In a trial move, expected to take effect from fixtures next week, teams can use up to two substitutes in the event of head injuries, which will be in addition to the usual three substitutions that can be made in a normal match.

The substitutions – which will be permanent and not for 10-minute durations as in rugby, to allow for players to leave the pitch for medical assessment and return if deemed able – are expected to be approved at a meeting of the Premier League tomorrow.

Pressure has been mounting on football to address the issue of players suffering concussion and head injuries during matches, with on-pitch medics having to make decisions in three minutes on a player’s ability to continue, returning him to the pitch, or else removing him from the match completely.

The Premier League will become the first league to adopt concussion substitutes, and the finer details are currently being agreed with FIFA ahead of their expected introduction in a matter of days.
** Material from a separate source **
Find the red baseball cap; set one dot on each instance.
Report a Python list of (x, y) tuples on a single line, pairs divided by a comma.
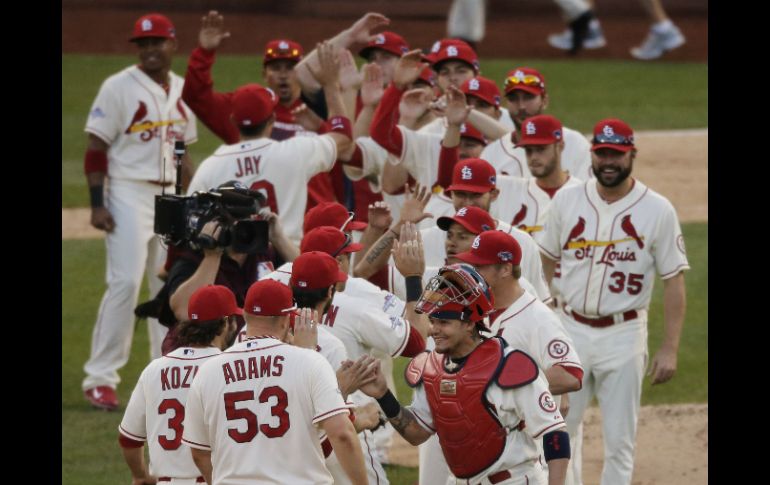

However, brain injury charity Headway argue that the move still does not go far enough in awarding protection to players, and argued permanent substitutions are not the way forward.

“We’ve been pushing for many years to bring football up to date with other sports in terms of concussion substitutes, but this plan involves permanent substitutes rather than concussion substitutes,” deputy chief executive Luke Griggs tells NR Times.

“So in that sense, it’s a bit disappointing.

“The FA chief executive said in December they needed to explain why permanent substitutes are better than temporary substitutes in this situation, but that has not happened.”

While it is a step forward that players are being protected, say Headway, the 10-minute alternative that works in sports like rugby has much greater benefits.

“In sounds great that football are introducing this measure which has been needed for a long time, but in practice, the medical assessment of the player is still going to have to be made in that three minute window on the pitch, rather than in the quiet confines of the dressing room if you had ten minutes,” says Luke.

“You also need a degree of honesty from the players in being able to assess them properly, and for them to say they feel nauseous and have blurred vision after a collision. If they know they are going to be taken off for the whole match, rather than the potential to return after ten minutes, then they might not want to be so honest.

“Of course we realise that even in ten minutes some symptoms may not present themselves, and it could be 24 hours later or maybe longer, ten minutes off the pitch to make an assessment is an awful lot better than three minutes on it.”